Regardless of race, education, family background.
I’ve spent a lot of time, as a reporter, talking to people whose lives make this a lie:
— A woman who shot her husband dead because the police were unable or unwilling to stop him stalking her.
— The 19-year-old raped in the dark, dirty hallway of the public housing where she lived.
— The family who showed me a quilt with the images of their mother and father, both killed violently, woven into it.
— The contractor who had to fire half his staff because he could not afford to keep them.
— The businessman paying $1,000+ every month to buy health insurance for his family.
— The student terrified to be job-less because she’s carrying $30,000+ of student loan debt.

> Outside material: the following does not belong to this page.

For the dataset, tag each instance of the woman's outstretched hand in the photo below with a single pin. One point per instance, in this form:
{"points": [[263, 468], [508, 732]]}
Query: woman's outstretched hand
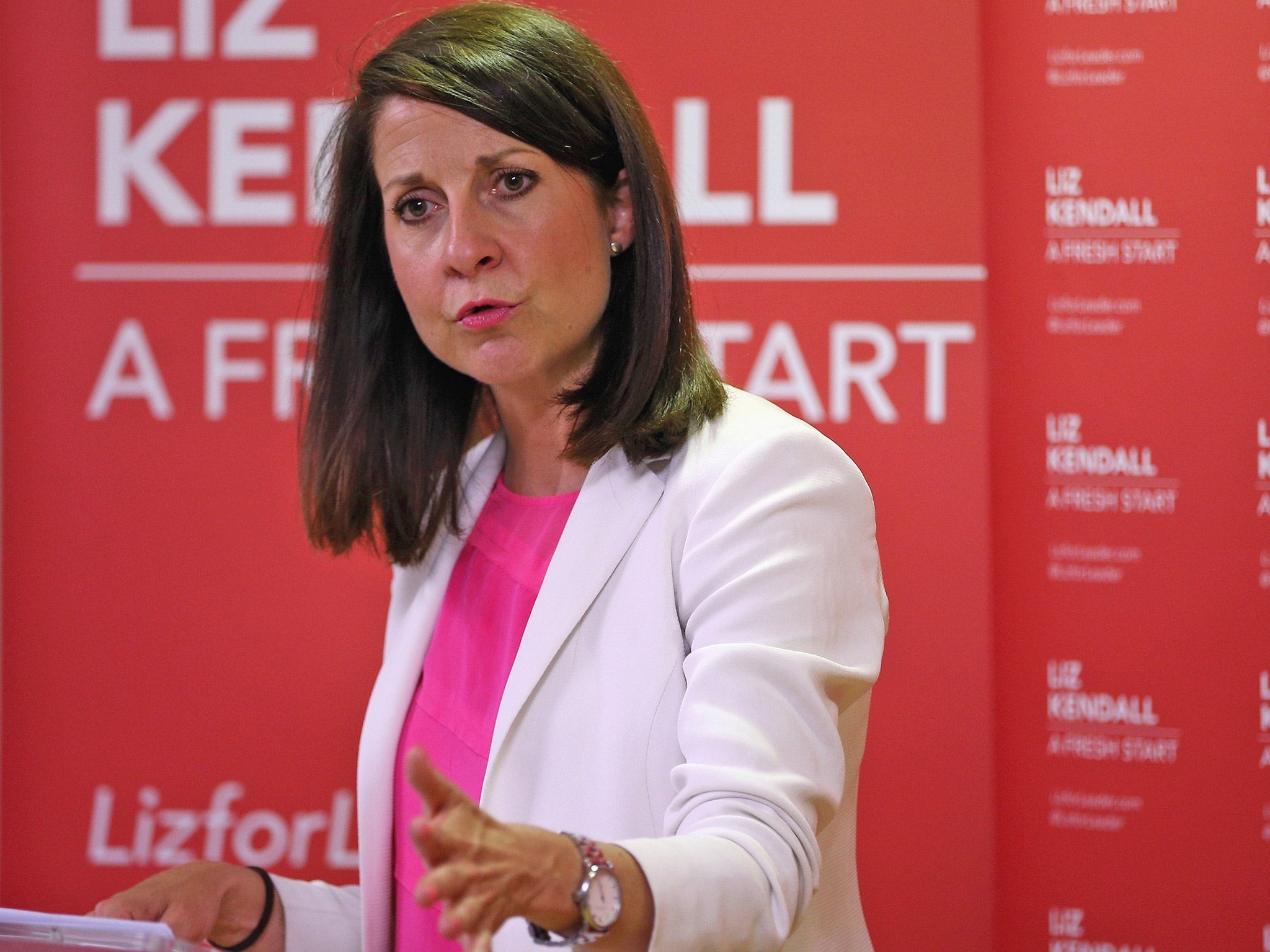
{"points": [[198, 902], [483, 871]]}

The U.S. is a great place to live if you’re smart, strong, well-educated, healthy, socially connected. Don’t get sick. Don’t need help. Don’t have dependent family members who can’t earn their own way.
If someone tries to crawl into your lifeboat — say the Republicans — beat the oars on their frozen hands and tell them to save themselves. No one ever needs help. It’s their own fault!
If you’re unlucky enough to be ill, old, physically weak, in debt, financially illiterate…you’re Republican carrion.
If the Republicans win the White House, I fear, deeply and genuinely fear, for the well-being of all but the winners at the craps table of laissez-faire free-market capitalism.